Every woman is at risk for endometrial cancer and the risk increases with age. A woman in the general population has about a 3 percent lifetime risk of developing endometrial cancer. This means that 1 out of every 33 women will get endometrial cancer in her lifetime.

Endometrial cancer screening and risk reduction

There are different options for managing endometrial cancer risk, including:

• screening
• medications to reduce risk
• surgery to reduce risk

Which option you choose for managing your endometrial cancer risk will depend on several factors, including:

• your age
• the presence of an inherited gene mutation
• your personal and family history of cancer
• other risk factors
• personal preferences

There are different national expert guidelines for endometrial cancer risk management, which are based on your level of risk. Speak with your healthcare provider to decide on a risk management plan and schedule that is right for you. 

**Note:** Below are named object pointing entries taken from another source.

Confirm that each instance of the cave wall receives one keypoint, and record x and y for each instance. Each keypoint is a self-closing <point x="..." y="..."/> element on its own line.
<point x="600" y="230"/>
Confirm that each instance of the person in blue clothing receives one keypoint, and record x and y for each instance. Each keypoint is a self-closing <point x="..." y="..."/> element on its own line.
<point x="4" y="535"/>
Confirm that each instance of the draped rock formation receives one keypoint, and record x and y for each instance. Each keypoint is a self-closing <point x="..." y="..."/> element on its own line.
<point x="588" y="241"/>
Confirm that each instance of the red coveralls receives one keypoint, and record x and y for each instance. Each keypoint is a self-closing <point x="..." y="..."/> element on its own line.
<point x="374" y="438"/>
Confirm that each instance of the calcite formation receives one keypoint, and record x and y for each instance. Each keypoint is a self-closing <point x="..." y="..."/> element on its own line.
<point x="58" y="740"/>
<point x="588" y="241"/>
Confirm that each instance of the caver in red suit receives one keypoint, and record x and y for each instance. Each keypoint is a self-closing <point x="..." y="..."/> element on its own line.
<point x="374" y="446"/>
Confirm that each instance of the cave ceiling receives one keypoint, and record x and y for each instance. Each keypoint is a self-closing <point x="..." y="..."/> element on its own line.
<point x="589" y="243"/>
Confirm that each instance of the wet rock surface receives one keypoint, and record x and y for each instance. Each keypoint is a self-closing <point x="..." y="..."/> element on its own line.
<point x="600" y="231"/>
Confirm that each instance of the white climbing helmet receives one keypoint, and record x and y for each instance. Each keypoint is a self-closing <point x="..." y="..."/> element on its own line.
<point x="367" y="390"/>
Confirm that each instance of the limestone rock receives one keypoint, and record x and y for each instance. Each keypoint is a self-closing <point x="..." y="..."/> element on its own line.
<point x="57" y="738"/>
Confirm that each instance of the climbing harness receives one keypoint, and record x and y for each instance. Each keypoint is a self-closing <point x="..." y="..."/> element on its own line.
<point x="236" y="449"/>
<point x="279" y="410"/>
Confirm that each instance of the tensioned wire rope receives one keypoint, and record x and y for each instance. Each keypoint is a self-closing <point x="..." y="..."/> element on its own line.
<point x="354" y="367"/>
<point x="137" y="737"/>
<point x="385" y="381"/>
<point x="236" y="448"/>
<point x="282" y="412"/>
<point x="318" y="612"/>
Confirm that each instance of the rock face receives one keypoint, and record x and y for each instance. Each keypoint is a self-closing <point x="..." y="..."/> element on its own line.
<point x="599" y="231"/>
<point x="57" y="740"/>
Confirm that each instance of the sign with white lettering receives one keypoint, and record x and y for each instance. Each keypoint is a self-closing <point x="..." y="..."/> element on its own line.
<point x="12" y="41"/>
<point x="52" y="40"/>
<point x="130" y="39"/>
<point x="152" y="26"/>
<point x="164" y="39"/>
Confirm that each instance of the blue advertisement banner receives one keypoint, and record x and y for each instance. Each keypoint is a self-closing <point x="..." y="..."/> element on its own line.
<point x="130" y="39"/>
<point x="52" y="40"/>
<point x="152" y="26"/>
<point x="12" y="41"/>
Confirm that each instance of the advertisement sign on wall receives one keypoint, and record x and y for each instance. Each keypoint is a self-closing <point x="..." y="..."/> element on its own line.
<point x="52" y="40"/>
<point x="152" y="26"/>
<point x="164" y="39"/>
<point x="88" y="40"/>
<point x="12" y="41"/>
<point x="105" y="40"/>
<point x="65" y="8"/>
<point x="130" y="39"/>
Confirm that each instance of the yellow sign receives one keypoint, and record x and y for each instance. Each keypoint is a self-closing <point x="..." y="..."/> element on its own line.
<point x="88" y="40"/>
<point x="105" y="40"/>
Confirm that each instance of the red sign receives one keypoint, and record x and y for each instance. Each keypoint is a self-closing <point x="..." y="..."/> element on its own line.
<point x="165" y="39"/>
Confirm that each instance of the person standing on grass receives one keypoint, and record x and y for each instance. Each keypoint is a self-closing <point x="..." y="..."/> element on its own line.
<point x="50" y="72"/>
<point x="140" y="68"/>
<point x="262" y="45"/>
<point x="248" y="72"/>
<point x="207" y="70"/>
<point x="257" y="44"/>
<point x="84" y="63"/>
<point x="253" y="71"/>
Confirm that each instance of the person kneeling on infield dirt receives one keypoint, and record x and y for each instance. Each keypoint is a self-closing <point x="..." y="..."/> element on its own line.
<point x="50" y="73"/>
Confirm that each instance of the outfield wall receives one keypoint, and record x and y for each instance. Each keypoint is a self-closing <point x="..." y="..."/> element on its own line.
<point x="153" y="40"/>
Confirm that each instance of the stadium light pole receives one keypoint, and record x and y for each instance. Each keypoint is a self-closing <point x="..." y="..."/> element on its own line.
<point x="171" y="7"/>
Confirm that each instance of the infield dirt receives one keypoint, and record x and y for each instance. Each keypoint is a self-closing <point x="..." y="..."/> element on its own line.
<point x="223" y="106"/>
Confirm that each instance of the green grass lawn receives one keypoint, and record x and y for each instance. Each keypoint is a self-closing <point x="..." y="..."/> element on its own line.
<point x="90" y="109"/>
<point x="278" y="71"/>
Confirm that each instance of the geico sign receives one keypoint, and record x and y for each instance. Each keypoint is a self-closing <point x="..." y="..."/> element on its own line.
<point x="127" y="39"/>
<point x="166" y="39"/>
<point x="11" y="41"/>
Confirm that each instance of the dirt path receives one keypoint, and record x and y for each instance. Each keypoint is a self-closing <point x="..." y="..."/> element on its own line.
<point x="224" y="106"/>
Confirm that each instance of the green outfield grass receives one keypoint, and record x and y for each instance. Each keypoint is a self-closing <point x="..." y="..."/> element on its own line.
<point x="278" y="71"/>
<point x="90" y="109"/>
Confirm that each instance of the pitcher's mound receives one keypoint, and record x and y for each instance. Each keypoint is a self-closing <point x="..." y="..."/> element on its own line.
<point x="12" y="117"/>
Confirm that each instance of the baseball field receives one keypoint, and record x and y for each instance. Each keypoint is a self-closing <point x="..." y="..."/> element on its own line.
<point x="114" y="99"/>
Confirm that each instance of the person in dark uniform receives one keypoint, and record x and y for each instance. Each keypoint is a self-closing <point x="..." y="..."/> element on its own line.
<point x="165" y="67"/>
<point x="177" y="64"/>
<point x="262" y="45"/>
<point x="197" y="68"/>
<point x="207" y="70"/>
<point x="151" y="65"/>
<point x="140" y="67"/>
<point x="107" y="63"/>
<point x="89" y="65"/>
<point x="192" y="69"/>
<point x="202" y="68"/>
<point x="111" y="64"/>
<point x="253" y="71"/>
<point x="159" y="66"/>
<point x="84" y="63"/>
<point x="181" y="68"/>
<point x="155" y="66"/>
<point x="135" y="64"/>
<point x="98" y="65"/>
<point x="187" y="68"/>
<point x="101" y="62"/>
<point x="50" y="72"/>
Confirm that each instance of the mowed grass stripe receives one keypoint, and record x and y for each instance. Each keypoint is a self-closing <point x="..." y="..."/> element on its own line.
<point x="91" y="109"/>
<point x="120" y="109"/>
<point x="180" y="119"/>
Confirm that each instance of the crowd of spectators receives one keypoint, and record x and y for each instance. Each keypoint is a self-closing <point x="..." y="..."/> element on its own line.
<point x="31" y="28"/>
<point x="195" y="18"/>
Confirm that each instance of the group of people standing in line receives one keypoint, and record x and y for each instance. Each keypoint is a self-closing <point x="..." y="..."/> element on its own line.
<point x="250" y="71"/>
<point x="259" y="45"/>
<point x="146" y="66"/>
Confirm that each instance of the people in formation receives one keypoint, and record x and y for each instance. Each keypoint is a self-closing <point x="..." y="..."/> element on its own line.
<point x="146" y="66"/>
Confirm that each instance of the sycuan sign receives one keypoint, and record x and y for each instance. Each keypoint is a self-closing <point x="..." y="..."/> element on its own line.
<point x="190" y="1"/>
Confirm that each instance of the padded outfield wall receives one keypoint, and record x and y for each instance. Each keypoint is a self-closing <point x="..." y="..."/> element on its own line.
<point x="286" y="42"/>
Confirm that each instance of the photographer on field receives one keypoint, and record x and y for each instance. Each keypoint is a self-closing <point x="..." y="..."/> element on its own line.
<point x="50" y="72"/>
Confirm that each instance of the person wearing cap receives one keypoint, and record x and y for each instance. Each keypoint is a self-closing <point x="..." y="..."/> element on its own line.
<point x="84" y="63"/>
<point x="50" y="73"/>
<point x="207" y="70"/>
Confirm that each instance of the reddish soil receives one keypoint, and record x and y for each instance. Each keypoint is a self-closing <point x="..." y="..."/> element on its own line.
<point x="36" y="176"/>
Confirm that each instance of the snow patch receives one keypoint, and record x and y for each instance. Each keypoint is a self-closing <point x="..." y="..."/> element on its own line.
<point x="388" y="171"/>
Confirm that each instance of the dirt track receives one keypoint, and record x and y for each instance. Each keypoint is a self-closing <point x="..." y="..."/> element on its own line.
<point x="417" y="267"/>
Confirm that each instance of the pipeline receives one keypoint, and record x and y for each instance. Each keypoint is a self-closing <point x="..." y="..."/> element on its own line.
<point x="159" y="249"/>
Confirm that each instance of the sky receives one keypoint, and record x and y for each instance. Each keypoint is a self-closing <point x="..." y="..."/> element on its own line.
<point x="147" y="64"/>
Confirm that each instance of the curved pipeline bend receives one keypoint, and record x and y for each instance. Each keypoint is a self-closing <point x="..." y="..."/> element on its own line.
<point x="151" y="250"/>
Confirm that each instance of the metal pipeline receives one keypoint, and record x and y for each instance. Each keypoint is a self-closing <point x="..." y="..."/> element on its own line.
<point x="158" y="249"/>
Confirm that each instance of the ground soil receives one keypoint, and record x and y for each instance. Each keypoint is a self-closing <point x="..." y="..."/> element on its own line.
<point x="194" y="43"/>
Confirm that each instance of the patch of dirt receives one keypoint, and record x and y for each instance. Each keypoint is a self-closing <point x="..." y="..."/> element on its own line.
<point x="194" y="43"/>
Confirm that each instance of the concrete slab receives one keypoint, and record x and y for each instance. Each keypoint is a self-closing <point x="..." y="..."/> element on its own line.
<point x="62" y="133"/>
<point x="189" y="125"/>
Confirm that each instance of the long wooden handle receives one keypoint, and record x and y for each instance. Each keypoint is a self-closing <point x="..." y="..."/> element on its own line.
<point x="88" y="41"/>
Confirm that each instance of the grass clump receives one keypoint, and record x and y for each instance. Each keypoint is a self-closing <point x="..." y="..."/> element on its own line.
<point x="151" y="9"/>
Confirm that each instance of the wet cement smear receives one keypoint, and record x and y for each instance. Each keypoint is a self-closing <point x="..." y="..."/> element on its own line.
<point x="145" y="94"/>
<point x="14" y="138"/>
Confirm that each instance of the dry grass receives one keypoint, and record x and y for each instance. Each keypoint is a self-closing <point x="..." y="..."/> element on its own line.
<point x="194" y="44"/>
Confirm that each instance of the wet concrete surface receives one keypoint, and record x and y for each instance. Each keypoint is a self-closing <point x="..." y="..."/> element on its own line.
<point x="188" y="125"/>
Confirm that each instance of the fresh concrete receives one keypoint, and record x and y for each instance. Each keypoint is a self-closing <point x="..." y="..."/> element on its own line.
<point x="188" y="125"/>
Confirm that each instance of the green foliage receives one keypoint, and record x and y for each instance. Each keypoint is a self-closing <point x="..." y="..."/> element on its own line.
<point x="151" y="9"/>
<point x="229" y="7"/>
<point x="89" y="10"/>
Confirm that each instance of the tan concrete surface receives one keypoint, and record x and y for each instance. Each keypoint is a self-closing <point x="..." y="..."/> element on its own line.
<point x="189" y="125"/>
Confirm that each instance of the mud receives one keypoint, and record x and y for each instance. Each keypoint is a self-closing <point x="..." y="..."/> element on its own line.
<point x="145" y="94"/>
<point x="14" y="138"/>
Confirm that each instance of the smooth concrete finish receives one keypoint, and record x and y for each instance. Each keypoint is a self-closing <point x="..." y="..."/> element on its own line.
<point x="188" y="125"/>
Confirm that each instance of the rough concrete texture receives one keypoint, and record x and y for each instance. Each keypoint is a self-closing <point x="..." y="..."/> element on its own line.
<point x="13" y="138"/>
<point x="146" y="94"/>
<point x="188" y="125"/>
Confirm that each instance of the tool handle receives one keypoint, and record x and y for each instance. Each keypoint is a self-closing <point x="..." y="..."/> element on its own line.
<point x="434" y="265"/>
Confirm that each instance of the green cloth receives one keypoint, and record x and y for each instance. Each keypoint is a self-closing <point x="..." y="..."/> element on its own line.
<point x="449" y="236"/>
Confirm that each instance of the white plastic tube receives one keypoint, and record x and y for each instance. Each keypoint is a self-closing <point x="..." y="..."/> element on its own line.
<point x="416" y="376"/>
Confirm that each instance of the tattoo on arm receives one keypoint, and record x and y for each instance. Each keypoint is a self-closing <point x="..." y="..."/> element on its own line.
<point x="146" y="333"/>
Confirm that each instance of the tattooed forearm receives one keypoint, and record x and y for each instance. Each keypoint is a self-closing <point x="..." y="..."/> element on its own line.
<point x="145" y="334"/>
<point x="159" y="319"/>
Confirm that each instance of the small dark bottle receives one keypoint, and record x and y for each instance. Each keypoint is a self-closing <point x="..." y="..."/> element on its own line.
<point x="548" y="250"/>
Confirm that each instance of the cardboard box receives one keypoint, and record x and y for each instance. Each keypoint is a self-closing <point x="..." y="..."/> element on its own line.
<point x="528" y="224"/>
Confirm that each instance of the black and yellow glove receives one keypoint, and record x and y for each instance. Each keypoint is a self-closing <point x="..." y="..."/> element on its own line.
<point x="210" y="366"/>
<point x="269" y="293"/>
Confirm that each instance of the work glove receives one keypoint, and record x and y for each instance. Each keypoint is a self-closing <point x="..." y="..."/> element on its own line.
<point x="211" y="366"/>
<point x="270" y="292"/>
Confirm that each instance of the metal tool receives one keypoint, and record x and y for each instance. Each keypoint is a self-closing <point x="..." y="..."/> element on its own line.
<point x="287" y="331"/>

Genes linked to endometrial cancer risk 

Inherited mutations in the following genes have been linked to an increased risk for endometrial cancer, (click on the gene to learn more about the endometrial cancer risk associated for each):

The most common inherited gene mutations associated with hereditary endometrial cancer are:

• Genes associated with Lynch syndrome 
  • EPCAM 
  • MLH1 
  • MSH2 
  • MSH6 
  • PMS2 
• PTEN (Cowden syndrome)
• STK11 (Peutz-Jegher syndrome)
• TP53 (Li-Fraumeni syndrome)

A rare type of endometrial cancer, uterine serous carcinoma, has also been linked to BRCA mutations. However, this remains under study.

Other factors linked to endometrial cancer risk

Factors such as diet, weight, exercise, hormone exposure, and certain medications like tamoxifen can affect endometrial cancer risk in the general population and in people at high risk for cancer. More research is needed to understand how much these factors influence risk in people with inherited mutations.